I go to the nurse’s station, to a guy wearing one of those surgeon shirts, the kind all the cool doctors wear on television. He also has on a white coat, but I don’t think that means anything here. “Look,” I begin, “I know y’all are really busy, and I don’t mean to be telling you your jobs, but my wife is in a lot of pain, has been for hours. She can’t even talk she’s hurting so much. Can’t someone, anyone, please give her something for pain.”
“We need to get an IV in her,” he begins.
“No, I know. I’ve heard that. But even intramuscular would do something for her pain, and since we’ve been here for hours, it would have already started working.” I look in his eyes. “Please,” I beg. “She needs something now.”
“I’ll see what I can do,” and he turns and walks away.
I go back to the room and sit in the chair. I don’t know if I was just blown off or not.
A few minutes later a nurse comes in and turns the light on, then checks Darling’s arms.
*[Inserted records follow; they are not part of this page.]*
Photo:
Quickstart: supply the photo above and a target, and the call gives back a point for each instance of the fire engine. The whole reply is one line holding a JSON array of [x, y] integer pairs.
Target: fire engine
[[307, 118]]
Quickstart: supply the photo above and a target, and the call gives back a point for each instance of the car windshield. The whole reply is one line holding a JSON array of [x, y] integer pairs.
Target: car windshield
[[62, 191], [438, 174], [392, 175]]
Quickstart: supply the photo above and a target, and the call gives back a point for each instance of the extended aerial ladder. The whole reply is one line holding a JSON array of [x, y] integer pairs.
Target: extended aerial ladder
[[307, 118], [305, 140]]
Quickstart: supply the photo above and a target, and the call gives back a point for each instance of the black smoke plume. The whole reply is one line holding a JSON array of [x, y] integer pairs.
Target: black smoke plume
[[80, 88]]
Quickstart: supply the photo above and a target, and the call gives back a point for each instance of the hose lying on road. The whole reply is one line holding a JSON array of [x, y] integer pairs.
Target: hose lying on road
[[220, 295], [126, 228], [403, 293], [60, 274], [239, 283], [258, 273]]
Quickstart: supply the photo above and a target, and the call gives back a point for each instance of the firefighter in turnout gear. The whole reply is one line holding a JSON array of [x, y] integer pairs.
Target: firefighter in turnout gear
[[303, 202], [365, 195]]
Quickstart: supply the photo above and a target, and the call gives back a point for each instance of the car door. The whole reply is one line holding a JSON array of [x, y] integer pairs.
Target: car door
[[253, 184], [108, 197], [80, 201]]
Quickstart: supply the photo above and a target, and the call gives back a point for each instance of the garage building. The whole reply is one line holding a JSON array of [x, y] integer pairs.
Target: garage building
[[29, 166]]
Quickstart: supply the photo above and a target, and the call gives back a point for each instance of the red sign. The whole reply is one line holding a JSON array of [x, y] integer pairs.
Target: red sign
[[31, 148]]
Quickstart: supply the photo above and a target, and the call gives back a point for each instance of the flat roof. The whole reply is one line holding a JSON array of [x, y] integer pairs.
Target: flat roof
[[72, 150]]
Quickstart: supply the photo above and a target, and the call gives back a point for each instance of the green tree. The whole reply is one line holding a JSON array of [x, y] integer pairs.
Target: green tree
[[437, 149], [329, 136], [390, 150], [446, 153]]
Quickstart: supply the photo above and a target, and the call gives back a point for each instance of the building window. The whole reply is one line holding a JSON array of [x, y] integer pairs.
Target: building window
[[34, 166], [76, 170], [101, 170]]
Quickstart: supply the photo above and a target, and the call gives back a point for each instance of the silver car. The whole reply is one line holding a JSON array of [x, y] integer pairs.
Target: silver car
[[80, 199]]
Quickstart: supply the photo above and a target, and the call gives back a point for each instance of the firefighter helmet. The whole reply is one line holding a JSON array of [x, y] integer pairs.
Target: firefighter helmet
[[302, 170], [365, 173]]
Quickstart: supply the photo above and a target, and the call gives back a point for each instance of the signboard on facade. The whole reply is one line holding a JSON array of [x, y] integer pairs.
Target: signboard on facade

A few minutes more and she puts an IV in the back of Darling’s right hand, taped firmly in place. They put a shot of morphine in the IV and I can see Darling relax, her foot slowly stops moving. The tears finally stop. Her breathing slows.
I don’t know what time that was. I don’t remember the rest of the night. At some point I transform the chair into a bed and lay down. A nurse brings me a blanket and pillow. I’m half asleep until early morning, when a pain doctor comes in.
“You went home too early,” he says, looking at her chart. “About five to ten percent of women who get mastectomies suffer from more than just physical pain, they suffer from nerve pain too. That seems to be the case here.” He’s a pain doctor, he explains.
Whatever it takes, we need to get the pain under control. He assigns us to a real room and we stay a few days while he and the other pain doctors figure out what Darling needs to take to mitigate the pain.
I’m willing to find a nurse to come and stay with Darling. I don’t want to go back to work. I want to be there. I just don’t want to fail any more at keeping her pain-free, at helping her to optimize her healing. I failed enough.
Present Time
So we’re six weeks or so after the surgery and the pain medication regimen works well. We had a few rough spots trying to get Scopolamine patches for her; for some reason they don’t like to prescribe those, and even with a prescription they are hard to find. Bless the people at the pharmacy. For a few weeks there I conversed with them more than I talked to anyone but Darling.
Friends brought food. Then more food. Darling wasn’t always eating but the food disappeared anyway. I don’t know why my clothes are all tight on me.